On Mon, May 16, 2016 at 11:33 AM, Yuval Itzchakov <yuva...@gmail.com> wrote:

> Also, re-reading the relevant part from the Structured Streaming
> documentation (
> https://docs.google.com/document/d/1NHKdRSNCbCmJbinLmZuqNA1Pt6CGpFnLVRbzuDUcZVM/edit#heading=h.335my4b18x6x
> ):
> Discretized streams (aka dstream)
>
> Unlike Storm, dstream exposes a higher level API similar to RDDs. There
> are two main challenges with dstream:
>
>
>    1.
>
>    Similar to Storm, it exposes a monotonic system (processing) time
>    metric, and makes support for event time difficult.
>    2.
>
>    Its APIs are tied to the underlying microbatch execution model, and as
>    a result lead to inflexibilities such as changing the underlying batch
>    interval would require changing the window size.
>
>
> RQ addresses the above:
>
>
>    1.
>
>    RQ operations support both system time and event time.
>    2.
>
>    RQ APIs are decoupled from the underlying execution model. As a matter
>    of fact, it is possible to implement an alternative engine that is not
>    microbatch-based for RQ.
>    3. In addition, due to the declarative specification of operations, RQ
>    leverages a relational query optimizer and can often generate more
>    efficient query plans.
>
>
> This doesn't seem to attack the actual underlying implementation for how
> things like "mapWithState" are going to be translated into RQ, and I think
> thats the hole that's causing my misunderstanding.
>
> On Mon, May 16, 2016 at 1:36 AM Yuval Itzchakov <yuva...@gmail.com> wrote:
>
>> Hi Ofir,
>> Thanks for the elaborated answer. I have read both documents, where they
>> do a light touch on infinite Dataframes/Datasets. However, they do not go
>> in depth as regards to how existing transformations on DStreams, for
>> example, will be transformed into the Dataset APIs. I've been browsing the
>> 2.0 branch and have yet been able to understand how they correlate.
>>
>> Also, placing SparkSession in the sql package seems like a peculiar
>> choice, since this is going to be the global abstraction over
>> SparkContext/StreamingContext from now on.
>>
>> On Sun, May 15, 2016, 23:42 Ofir Manor <ofir.ma...@equalum.io> wrote:
>>
>>> Hi Yuval,
>>> let me share my understanding based on similar questions I had.

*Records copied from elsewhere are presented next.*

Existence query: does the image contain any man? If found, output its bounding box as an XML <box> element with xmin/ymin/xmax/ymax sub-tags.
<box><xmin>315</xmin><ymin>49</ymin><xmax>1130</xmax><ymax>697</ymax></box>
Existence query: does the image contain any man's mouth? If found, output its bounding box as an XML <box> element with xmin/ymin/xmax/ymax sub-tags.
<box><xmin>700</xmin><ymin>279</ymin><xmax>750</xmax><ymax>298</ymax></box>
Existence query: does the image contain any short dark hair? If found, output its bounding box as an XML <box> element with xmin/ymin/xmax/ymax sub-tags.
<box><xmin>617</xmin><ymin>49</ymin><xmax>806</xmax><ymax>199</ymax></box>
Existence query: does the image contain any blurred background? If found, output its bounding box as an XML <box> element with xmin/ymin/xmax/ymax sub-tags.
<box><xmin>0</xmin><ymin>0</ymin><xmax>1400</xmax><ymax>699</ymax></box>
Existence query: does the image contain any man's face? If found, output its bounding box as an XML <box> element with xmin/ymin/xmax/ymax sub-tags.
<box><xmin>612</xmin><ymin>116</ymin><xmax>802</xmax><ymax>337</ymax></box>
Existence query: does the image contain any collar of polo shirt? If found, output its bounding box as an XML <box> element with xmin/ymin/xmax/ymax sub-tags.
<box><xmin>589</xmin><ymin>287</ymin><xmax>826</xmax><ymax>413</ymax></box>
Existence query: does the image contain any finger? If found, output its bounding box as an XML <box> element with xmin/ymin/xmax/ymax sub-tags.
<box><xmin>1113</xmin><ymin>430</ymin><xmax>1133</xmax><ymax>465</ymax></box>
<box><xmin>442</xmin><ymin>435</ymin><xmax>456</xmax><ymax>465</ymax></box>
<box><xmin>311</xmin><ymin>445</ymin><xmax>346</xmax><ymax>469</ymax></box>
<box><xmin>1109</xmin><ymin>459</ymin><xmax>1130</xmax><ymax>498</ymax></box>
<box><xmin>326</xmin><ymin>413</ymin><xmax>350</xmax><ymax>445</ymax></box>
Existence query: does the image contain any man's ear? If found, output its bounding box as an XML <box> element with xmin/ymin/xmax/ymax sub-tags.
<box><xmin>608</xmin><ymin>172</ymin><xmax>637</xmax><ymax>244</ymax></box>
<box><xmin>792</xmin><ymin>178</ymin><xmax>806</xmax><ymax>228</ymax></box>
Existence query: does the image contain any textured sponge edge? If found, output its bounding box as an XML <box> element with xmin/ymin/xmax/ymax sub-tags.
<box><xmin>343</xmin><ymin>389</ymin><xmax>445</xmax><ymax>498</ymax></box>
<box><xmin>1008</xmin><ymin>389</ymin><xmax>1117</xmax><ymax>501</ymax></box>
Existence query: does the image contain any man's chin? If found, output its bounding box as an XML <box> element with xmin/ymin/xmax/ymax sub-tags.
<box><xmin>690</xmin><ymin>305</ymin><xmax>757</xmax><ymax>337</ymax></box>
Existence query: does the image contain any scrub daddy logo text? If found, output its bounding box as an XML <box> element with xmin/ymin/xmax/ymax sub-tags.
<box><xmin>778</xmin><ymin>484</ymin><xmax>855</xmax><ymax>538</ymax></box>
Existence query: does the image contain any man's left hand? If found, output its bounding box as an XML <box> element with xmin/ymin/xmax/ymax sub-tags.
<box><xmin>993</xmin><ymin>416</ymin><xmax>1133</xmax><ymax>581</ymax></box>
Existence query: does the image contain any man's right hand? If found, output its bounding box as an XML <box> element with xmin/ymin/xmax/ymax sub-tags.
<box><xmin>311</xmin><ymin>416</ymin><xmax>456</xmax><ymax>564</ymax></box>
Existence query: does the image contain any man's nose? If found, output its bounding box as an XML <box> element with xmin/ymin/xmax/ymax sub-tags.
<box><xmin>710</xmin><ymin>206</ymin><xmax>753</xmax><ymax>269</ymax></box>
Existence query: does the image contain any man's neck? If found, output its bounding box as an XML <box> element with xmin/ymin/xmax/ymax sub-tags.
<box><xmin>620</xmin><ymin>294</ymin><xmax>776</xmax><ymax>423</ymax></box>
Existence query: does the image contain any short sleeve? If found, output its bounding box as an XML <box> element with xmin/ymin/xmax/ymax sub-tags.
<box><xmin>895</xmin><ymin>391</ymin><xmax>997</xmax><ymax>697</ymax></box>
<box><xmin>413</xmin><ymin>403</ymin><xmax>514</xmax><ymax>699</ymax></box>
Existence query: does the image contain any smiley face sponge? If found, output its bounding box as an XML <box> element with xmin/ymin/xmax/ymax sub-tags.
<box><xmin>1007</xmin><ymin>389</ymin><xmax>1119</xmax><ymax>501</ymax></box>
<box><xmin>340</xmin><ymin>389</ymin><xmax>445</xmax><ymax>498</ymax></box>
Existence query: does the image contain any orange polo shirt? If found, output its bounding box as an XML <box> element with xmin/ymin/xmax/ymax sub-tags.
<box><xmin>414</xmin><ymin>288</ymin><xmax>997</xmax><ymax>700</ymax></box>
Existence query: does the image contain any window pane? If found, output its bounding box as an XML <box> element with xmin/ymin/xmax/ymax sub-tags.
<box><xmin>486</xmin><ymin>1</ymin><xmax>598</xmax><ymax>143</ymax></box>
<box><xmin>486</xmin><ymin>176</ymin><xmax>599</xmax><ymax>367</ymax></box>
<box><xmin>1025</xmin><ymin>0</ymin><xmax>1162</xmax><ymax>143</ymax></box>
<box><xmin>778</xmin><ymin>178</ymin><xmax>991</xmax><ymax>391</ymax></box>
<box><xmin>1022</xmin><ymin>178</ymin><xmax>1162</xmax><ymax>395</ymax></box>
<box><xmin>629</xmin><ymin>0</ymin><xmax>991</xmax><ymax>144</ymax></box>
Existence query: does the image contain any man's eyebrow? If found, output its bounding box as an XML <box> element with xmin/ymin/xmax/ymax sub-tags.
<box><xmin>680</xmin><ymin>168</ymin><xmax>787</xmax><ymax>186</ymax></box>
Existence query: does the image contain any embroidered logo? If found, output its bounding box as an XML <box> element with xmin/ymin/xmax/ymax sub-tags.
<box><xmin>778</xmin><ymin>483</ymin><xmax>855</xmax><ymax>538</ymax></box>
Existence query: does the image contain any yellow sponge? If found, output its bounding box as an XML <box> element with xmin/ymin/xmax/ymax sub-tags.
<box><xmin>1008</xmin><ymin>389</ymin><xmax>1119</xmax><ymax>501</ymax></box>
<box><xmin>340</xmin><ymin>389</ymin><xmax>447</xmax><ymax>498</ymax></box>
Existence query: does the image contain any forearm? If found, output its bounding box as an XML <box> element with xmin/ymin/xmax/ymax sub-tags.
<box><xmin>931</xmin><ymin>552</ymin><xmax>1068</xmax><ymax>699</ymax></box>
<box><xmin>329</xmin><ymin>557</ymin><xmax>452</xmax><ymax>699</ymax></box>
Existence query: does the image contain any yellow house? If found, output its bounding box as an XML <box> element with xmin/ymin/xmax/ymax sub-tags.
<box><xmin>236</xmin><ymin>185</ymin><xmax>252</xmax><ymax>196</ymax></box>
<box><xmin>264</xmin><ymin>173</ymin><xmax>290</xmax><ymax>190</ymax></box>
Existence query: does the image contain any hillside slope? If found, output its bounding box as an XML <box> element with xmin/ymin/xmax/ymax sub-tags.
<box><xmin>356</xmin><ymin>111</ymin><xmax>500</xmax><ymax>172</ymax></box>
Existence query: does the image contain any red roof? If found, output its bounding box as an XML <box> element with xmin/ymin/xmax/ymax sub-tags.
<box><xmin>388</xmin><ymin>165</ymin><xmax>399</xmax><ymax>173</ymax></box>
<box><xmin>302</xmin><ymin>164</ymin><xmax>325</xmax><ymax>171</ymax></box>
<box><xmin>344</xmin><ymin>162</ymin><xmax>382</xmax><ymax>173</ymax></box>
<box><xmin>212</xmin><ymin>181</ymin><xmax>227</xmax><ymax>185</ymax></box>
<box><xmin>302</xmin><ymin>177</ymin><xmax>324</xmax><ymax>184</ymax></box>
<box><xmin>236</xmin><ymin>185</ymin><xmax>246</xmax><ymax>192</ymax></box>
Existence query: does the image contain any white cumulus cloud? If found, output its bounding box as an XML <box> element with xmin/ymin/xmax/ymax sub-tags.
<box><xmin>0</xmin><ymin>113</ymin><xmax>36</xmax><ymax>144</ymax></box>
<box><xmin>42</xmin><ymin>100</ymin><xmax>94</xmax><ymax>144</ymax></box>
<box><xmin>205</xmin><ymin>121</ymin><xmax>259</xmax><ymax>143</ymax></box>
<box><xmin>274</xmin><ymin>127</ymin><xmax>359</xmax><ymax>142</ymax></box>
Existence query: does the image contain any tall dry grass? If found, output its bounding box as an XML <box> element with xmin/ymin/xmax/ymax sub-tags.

>>> First, Spark 2.x aims to replace a whole bunch of its APIs with just two
>>> main ones - SparkSession (replacing Hive/SQL/Spark Context) and Dataset
>>> (merging of Dataset and Dataframe - which is why it inherits all the
>>> SparkSQL goodness), while RDD seems as a low-level API only for special
>>> cases. The new Dataset should also support both batch and streaming -
>>> replacing (eventually) DStream as well. See the design docs in SPARK-13485
>>> (unified API) and SPARK-8360 (StructuredStreaming) for a good intro.
>>> However, as you noted, not all will be fully delivered in 2.0. For
>>> example, it seems that streaming from / to Kafka using StructuredStreaming
>>> didn't make it (so far?) to 2.0 (which is a showstopper for me).
>>> Anyway, as far as I understand, you should be able to apply stateful
>>> operators (non-RDD) on Datasets (for example, the new event-time window
>>> processing SPARK-8360). The gap I see is mostly limited streaming sources /
>>> sinks migrated to the new (richer) API and semantics.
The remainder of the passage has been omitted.